If neither of the above is helpful for you, there are other means to motivate yourself:

  • Notifications and memento’s – it’s a lot easier to do nothing if you let yourself do nothing – if you annoy yourself, on the other hand, via constant notifications on your phone to do the thing or if you set the most annoying ringtone possible to motivate yourself to go jogging in the mornings..something will change. Make a goal list, 10 post it’s, 4 spreadsheets and 5 tables glued to the walls of your room, if it comes down to that. You won’t be able to ignore them forever
  • Get organized – I recommend a website such as Trello because it allows you to set any objective or task and add an execution date quickly and easily. It’s so satisfying to move a task from „Doing” to „Done”, I promise! And this comes from someone who didn’t use to do a single thing in an organized fashion
  • Write down your progress – what helped me so so much and might help you, too was keeping a score of my progress. I started going to the gym and I kept doing it precisely because I wrote everything down. Seriously. I wrote the day I went, how much time I spent, what workouts I did, for an entire year. Then, to not disappoint Cristina from the past who was way more active than present day Cristina who only wants to watch Netflix and be a lazy seal, I motivated myself to get out of the house, even when I didn’t feel like it. The fact that you can visualize the progress from the day/week/month before helps you stay focused on the overall goal, even if, let’s say, you only hit the gym 2 times a week instead of 5 times a week. Doesn’t matter – you’re still going!
  • Reward yourself for the little things – the best motivation is intrinsic motivation, we all know that, but some moderate degree of extrinsic motivation is good, too. You ran 15km this week? You seriously deserve a snack, let the carbohydrate devouring commence. You haven’t fallen asleep during this week’s meeting? You deserve one of those Starbucks diabetes-in-a-cup things with 10 layers of whipped cream. Tiny victories should be celebrated however you chose to and they don’t stop you from achieving your overall goal, quite the opposite, they make you feel like you gain something, no matter how small

#3 Make peace with the up’s and down’s

If you’ve moved past that first (and hardest) step – starting thing X, you’ll deal with a lot of up’s and down’s. That’s normal in any personal development plan.

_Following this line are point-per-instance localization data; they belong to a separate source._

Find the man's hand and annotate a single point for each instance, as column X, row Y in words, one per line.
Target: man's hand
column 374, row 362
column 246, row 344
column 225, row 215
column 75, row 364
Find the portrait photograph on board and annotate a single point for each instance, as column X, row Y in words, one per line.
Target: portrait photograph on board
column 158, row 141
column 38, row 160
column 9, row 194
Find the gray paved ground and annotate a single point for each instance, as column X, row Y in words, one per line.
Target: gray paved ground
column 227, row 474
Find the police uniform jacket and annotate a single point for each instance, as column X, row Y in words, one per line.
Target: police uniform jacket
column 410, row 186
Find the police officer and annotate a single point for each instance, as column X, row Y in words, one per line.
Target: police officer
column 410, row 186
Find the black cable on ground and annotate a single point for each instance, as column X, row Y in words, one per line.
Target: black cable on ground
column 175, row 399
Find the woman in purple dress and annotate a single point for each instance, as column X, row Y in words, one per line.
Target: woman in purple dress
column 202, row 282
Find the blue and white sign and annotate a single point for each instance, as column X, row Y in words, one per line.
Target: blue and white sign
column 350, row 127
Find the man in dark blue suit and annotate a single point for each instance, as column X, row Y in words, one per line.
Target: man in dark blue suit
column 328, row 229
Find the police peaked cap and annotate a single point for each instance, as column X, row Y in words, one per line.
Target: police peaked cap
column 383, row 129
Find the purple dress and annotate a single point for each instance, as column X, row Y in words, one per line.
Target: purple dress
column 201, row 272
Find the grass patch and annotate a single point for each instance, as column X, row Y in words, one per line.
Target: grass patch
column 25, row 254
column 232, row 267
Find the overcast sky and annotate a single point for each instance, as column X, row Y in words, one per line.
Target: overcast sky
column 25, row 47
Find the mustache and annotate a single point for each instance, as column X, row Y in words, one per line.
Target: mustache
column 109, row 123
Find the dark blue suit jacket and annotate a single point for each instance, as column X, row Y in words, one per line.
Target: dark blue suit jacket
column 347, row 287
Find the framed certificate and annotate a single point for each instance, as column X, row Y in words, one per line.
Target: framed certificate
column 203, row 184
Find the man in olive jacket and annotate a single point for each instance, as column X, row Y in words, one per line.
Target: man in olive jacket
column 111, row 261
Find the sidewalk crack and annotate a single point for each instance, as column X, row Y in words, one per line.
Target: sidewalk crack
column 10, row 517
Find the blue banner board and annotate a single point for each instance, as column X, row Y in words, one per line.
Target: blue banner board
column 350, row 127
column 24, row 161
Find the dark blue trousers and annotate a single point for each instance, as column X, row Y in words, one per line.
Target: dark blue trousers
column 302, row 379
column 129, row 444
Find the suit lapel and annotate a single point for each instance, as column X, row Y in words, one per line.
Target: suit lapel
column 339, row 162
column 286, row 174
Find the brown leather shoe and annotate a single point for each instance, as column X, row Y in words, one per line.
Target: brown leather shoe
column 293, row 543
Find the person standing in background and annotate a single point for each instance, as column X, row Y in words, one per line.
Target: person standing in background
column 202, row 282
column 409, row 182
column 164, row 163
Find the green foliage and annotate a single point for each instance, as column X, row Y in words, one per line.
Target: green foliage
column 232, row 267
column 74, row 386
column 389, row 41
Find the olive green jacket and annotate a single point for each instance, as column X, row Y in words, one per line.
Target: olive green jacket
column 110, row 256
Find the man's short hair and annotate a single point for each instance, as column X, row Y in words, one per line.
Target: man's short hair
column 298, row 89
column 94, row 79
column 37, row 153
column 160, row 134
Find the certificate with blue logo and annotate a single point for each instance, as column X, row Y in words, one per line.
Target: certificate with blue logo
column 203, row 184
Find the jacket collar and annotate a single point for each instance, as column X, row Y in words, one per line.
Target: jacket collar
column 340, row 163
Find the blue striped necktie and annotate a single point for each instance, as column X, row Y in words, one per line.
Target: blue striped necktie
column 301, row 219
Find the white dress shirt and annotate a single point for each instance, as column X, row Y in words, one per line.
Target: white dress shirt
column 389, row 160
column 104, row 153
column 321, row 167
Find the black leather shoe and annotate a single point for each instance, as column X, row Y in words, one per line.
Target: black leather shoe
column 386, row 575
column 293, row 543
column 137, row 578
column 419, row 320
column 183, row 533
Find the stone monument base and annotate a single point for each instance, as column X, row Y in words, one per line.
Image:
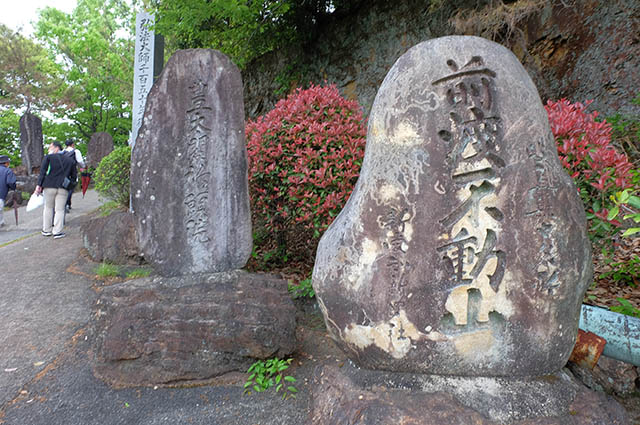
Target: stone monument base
column 160, row 330
column 112, row 239
column 357, row 396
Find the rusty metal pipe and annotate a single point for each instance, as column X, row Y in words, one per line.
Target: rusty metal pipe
column 621, row 332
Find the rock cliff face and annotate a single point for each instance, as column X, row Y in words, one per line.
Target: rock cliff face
column 578, row 49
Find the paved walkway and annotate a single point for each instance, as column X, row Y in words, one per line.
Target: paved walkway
column 31, row 222
column 47, row 296
column 41, row 306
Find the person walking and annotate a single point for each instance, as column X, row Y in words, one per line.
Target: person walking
column 76, row 155
column 56, row 174
column 7, row 182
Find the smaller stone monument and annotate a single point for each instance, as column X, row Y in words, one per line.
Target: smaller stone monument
column 203, row 317
column 100, row 145
column 189, row 168
column 31, row 143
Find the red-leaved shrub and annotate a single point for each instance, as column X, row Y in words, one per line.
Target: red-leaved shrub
column 304, row 159
column 585, row 150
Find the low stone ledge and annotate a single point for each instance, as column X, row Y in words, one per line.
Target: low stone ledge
column 358, row 396
column 166, row 330
column 112, row 239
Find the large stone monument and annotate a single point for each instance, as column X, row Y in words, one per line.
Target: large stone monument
column 189, row 168
column 203, row 317
column 99, row 146
column 31, row 143
column 463, row 248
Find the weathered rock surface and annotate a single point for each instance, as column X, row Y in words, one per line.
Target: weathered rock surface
column 353, row 396
column 189, row 168
column 112, row 238
column 162, row 330
column 578, row 50
column 100, row 145
column 31, row 143
column 608, row 375
column 463, row 248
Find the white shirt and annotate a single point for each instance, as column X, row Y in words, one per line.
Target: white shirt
column 79, row 158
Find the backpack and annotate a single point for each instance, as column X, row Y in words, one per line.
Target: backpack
column 70, row 154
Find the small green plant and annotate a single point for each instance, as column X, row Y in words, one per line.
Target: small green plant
column 265, row 374
column 627, row 272
column 138, row 273
column 112, row 175
column 107, row 270
column 629, row 205
column 302, row 290
column 107, row 208
column 625, row 308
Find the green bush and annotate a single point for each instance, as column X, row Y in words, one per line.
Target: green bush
column 112, row 175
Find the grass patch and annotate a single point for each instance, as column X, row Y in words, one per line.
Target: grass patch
column 107, row 270
column 138, row 273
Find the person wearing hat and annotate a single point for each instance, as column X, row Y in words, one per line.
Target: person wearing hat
column 76, row 155
column 56, row 174
column 7, row 182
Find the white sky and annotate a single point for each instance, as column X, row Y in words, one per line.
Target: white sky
column 20, row 13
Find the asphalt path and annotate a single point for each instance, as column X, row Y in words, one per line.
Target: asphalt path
column 42, row 306
column 46, row 375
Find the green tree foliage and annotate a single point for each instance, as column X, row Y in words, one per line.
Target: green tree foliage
column 10, row 136
column 112, row 175
column 244, row 29
column 28, row 75
column 95, row 46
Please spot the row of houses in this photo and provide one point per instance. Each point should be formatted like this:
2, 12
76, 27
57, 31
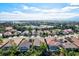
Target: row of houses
24, 43
9, 32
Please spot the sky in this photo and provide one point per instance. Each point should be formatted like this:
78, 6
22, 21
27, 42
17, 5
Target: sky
39, 11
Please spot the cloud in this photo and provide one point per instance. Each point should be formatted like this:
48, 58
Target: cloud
36, 16
42, 14
52, 10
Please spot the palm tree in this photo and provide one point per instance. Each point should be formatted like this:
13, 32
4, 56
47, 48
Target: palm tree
1, 41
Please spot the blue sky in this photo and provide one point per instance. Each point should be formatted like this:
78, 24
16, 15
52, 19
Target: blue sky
38, 11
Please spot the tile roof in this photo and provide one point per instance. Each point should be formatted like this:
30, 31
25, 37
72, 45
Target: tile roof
76, 41
25, 43
68, 45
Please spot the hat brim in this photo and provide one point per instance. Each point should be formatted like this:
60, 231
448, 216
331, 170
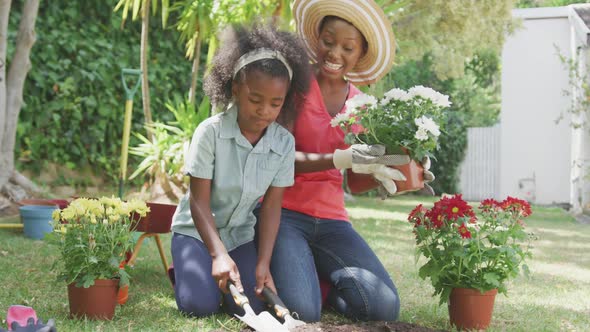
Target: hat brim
367, 17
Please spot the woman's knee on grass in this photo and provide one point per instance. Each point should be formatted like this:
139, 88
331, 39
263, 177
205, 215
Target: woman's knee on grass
360, 294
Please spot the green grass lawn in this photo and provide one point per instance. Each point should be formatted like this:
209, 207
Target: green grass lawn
555, 298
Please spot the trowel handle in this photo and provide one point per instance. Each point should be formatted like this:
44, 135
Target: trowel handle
239, 298
275, 302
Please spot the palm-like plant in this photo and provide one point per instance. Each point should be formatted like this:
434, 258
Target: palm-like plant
163, 154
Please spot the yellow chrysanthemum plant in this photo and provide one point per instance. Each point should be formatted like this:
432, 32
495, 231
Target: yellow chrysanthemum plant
93, 236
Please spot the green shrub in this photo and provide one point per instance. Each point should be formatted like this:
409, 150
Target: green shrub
74, 100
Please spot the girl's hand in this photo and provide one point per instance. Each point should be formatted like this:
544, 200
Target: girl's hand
263, 278
223, 269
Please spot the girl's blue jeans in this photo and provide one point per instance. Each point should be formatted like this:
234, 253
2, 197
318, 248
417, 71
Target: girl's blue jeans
308, 247
196, 292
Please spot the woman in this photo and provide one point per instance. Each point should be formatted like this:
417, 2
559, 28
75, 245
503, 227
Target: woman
350, 42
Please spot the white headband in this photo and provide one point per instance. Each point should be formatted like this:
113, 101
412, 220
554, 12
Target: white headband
260, 54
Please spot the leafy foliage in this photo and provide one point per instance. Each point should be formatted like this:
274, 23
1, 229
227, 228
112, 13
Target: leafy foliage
93, 235
463, 251
75, 101
451, 152
450, 31
400, 120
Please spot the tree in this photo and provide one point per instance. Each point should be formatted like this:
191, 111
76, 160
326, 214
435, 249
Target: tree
13, 184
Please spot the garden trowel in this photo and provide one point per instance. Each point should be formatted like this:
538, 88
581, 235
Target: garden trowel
281, 309
263, 322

Maybe yesterday you ran 10km and today you decided to eat like a pig. Maybe yesterday you wrote 2500 words and today you haven’t even written your own name down. As long as you develop the habit of going to the gym, writing, singing, doing anything, you’re miles ahead of other people who are certain they’ll only eat arugula and spinach....starting tomorrow, of course.

#4 Don’t let yourself be governed by cliches

Cliches are good in certain amounts, hence why I used them in this article, too. However, many motivational speakers serve us cliches such as „The power is within you” or „It’s all in your mind.” as a nirvana of personal development, as the only valid answer to a dilemma, completely ignoring the specifics of every individual’s situation.

Every cliche also bears a tiny bit of truth, but internalizing 5000 motivational quotes you don’t actually believe in won’t bring you any closer to anything, it’ll only frustrate you.

There is no fireproof recipe to personal development or making the stride from planning to acting, there are only general principles and advice that may work or not.

I hope mine helped you, even if just a little, and this article wasn’t a complete waste of time.